Der nächste Faktor ist Armstrong himself. Auch hier eine eindeutige Ansage: da ist nicht ein Jota von Schwäche zu erkennen gewesen. Nix. Er hat vielleicht nicht mehr die Quantität an zermürbenden Zwischenspurts eingelegt. Aber wozu wenn der Rest eh bereits drei Serpentinen weiter unten kurbelte. In all den Jahren in denen Armstrong nun dominiert, hat er nur einmal einen (ich wiederhole: einen) schwachen Tag gehabt. Der Mann ist ein derartiger Perfektionist, dass man sich gar nicht auszumalen vermag, was für ein Ereignis den Armstrong eigentlich vom Sattel holen muss, damit ihm das Gelbe Trikots noch entrissen werden kann.

Wo von Stärke die Rede ist, muss auch auf die Schwäche eingegangen werden. Schwächen die bei den anderen Teams zu finden waren.

Das was gestern zu sehen war, war hinreichend ernüchternd.

Basso wird aufs Podium fahren, nicht mehr und nicht weniger. CSC hat anscheinend nicht die Fahrer um in den Bergen noch etwas großartig auszurichten. Zu früh war Basso völlig auf sich alleine gestellt. Eine enttäuschende Leistung insbesondere von Sastre. Wenn also von Teams die Rede ist, die mehr riskieren müssen, aggressiver fahren müssen, kann von CSC nicht die Rede sein.

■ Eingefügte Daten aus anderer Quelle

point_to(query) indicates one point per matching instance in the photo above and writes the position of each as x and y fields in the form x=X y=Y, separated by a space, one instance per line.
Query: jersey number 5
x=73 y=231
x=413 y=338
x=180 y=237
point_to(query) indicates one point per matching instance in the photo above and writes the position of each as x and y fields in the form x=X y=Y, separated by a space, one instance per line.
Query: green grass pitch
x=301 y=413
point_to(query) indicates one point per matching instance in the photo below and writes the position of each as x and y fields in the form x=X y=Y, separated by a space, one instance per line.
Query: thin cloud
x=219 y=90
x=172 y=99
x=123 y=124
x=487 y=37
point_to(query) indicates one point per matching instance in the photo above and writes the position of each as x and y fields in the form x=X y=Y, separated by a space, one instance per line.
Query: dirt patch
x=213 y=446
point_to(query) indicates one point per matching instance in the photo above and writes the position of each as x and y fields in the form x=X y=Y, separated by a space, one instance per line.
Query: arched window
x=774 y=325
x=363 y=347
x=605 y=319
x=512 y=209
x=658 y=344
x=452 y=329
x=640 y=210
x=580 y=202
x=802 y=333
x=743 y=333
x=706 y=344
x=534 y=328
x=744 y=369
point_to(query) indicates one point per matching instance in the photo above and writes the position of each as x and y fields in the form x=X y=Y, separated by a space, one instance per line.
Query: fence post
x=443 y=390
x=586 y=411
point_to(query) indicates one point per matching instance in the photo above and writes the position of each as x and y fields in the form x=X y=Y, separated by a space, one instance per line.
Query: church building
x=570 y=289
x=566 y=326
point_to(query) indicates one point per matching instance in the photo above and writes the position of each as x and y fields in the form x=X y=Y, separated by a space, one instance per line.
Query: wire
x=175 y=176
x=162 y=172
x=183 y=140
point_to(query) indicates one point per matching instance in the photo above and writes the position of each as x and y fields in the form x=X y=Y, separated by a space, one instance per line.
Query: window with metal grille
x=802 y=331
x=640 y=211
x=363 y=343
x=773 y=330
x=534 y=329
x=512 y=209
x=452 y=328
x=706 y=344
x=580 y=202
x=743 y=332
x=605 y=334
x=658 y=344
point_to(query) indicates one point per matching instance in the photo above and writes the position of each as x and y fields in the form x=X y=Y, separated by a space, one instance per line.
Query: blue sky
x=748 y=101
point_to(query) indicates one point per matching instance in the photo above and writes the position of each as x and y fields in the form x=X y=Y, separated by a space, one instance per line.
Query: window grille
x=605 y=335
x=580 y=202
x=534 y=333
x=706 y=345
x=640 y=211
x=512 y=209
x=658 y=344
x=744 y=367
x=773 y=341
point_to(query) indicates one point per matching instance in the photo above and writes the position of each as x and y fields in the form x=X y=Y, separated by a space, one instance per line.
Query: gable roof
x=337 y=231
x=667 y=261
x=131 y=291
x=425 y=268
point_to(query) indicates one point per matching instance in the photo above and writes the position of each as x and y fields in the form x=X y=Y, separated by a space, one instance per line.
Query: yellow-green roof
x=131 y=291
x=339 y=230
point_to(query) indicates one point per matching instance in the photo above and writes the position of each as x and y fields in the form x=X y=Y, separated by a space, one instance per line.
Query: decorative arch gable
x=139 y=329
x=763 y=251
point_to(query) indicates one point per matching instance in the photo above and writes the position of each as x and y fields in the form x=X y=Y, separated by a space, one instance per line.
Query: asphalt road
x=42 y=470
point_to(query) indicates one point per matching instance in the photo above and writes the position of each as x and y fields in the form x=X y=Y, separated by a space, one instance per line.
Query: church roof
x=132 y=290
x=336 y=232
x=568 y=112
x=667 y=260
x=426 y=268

Ja, und T-Mobile… Ein déja vu. Ein déja vu das ein eingekaufter, guter Fahrer plötzlich bei T-Mobile nicht mehr an seine alte Leistung anknüpfen kann (Oscar Sevilla). Ein déja vu dass vollmundig Attacken versprochen werden, dass Team aber ab den den ersten Steigungsprozenten lethargisch nach der Pfeife von US Posta… – oops – Team Discovery Channel tanzt. Da scheinen die Jungs einfach nicht aus ihrer Haut raus zu können.

Natürlich hat Ullrich körperliche Nachteile gegenüber Armstrong, kann keine so harschen Tempowechsel fahren wie der US-Amerikaner. Aber umso dringlicher wäre es, dass das gesamte Team versucht, dem Gegner seine, Ullrichs, Fahrweise aufzuoyktroieren.

Was steht in den nächsten Tagen an? Der Zusammenschluß der Gegner? Nein. Denn das große, einenden Ziel Armstrong zu schlagen, ist erst mal für alle weg. Jetzt schielt jeder auf den zweiten Platz im Podium und das stellt die Interessen von Basso diametral gegen die von Ullrich. Um so mehr, da Basso ohne Team in den Bergen da steht. Das macht “egoistisches” Denken noch notwendiger. Einen Vorgeschmack gab es letztes Jahr, als Basso opportunistisch mal mit Ullrich gegem Armstrong und später mit Armstrong gegen Ullrich fuhr. Da gibt es wohlgemerkt nix verwerfliches bei.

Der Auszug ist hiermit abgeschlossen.